They leaned on the retina scan, of course. It would be awkward to make everyone undergo fertility examinations every time they wanted to buy some Cheetos. That’s what I was after. I walked up to the counter with Jared’s chip card, ready to pay. It hadn’t run out of funds, yet. I figured he was still pumping paychecks into it for me.
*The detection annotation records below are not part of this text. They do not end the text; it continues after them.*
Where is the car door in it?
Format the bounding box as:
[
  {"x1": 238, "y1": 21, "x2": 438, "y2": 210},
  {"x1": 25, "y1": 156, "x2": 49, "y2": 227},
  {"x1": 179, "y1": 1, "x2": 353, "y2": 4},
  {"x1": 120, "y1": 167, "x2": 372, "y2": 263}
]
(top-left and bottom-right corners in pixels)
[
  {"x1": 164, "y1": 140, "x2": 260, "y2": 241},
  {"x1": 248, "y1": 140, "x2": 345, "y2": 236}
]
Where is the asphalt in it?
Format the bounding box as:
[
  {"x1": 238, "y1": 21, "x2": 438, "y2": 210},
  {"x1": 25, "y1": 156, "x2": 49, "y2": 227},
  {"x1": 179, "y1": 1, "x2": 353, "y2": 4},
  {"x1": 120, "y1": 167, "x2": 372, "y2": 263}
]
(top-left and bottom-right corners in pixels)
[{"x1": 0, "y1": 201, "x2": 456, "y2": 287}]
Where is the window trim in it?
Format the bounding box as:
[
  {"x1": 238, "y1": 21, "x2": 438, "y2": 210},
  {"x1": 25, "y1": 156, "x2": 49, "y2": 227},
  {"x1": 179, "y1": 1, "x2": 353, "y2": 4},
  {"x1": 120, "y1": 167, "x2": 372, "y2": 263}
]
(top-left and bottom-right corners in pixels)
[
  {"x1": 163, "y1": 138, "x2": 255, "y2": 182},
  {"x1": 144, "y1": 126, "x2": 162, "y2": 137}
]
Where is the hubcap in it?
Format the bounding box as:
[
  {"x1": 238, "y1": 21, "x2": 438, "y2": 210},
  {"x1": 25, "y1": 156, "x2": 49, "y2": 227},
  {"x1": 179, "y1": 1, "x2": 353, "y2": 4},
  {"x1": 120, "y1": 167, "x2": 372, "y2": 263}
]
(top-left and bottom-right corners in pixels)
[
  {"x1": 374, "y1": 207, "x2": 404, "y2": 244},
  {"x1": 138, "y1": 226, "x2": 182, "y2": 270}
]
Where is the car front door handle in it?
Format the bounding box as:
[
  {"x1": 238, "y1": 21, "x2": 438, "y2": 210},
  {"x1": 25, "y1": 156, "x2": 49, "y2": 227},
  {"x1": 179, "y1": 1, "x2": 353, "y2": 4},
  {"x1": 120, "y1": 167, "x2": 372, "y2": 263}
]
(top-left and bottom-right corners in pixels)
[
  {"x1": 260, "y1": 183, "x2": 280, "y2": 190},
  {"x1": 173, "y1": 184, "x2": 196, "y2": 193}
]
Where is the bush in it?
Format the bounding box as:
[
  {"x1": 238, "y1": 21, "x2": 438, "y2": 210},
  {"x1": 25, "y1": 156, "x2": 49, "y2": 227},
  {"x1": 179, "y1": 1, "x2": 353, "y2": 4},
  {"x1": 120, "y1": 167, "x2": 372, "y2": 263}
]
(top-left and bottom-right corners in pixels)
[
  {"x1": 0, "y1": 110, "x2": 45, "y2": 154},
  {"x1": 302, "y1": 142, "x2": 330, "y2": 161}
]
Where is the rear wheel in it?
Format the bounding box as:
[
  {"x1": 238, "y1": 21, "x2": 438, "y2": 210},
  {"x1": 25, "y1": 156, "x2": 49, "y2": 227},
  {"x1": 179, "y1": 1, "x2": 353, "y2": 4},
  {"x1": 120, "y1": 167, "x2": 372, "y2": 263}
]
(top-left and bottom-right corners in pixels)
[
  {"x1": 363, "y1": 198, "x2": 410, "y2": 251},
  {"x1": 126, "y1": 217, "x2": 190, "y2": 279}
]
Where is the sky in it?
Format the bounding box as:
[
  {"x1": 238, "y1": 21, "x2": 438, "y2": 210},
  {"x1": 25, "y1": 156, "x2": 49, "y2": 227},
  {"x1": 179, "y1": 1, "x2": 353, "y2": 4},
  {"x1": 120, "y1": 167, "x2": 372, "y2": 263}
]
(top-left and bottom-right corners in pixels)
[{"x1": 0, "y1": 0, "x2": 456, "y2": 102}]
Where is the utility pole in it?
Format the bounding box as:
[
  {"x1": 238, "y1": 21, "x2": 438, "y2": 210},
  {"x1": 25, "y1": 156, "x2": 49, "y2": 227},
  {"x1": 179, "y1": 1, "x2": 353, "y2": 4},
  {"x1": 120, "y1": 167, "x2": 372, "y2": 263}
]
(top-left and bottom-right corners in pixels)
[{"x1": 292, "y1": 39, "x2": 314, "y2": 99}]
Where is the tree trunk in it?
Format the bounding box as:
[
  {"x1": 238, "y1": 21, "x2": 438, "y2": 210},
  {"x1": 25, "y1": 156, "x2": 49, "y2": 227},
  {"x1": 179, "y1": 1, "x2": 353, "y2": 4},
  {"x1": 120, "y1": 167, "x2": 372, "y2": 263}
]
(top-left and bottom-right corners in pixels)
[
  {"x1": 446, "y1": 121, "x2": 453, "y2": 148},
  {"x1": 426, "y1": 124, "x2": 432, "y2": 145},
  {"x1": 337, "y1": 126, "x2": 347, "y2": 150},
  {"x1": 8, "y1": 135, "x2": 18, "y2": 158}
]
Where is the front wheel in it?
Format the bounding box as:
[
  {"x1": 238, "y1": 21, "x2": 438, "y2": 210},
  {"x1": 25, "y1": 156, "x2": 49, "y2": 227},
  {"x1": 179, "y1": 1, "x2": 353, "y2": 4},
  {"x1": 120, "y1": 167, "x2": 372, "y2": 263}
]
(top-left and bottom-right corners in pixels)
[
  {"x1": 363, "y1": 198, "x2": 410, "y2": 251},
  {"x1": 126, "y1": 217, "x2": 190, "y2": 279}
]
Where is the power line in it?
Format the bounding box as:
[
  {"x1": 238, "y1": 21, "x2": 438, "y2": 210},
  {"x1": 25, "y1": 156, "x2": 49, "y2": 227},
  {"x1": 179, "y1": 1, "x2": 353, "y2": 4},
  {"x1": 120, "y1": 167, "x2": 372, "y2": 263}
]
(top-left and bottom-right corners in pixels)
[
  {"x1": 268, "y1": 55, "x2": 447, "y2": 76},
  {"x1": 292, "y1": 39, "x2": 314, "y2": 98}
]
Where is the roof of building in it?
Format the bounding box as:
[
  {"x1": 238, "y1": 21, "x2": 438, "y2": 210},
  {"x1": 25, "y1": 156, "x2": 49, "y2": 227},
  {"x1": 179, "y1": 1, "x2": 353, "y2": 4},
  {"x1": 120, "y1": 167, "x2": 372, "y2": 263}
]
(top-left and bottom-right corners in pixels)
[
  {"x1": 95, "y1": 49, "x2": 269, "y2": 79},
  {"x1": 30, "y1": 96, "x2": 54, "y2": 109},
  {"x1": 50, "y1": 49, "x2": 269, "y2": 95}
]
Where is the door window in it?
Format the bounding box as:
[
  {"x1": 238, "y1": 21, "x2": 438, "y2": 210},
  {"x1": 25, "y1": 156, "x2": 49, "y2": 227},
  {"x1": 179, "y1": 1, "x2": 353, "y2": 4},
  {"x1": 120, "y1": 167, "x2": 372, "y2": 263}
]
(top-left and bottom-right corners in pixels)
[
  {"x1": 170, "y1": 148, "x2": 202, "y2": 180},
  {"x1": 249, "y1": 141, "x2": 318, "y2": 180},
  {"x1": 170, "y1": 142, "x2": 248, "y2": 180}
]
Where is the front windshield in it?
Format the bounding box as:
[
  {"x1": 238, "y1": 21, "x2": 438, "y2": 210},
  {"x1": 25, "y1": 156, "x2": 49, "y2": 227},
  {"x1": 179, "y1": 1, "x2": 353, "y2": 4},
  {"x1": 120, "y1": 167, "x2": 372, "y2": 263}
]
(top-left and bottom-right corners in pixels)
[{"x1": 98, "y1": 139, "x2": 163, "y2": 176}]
But to my horror, after the cashier rang up the bag, she reached up over her grungy counter, and pulled down a scanner.

“Look here, please,” she instructed, her voice edging artificial from either exhaustion or apathy. I blinked at the scanner. My heart went from 120 to 200bpms in that split second.

“Uh, I’d rather not,” I replied.

“No purchases without a scan,” she continued, still lacking any trace of human emotion.

I looked at the scanner and then at her. “No purchase, then.”

“Have it your way.”

I turned and walked out the dirty glass doors, my stomach rumbling. I should have known to make tracks. Only a clone would refuse a scan, after all. But I was hungry and stupid and tried another station just a couple of blocks away. This one didn’t have a scanner. But by the time I’d inserted the chip card, it seems the authorities were already surrounding the building.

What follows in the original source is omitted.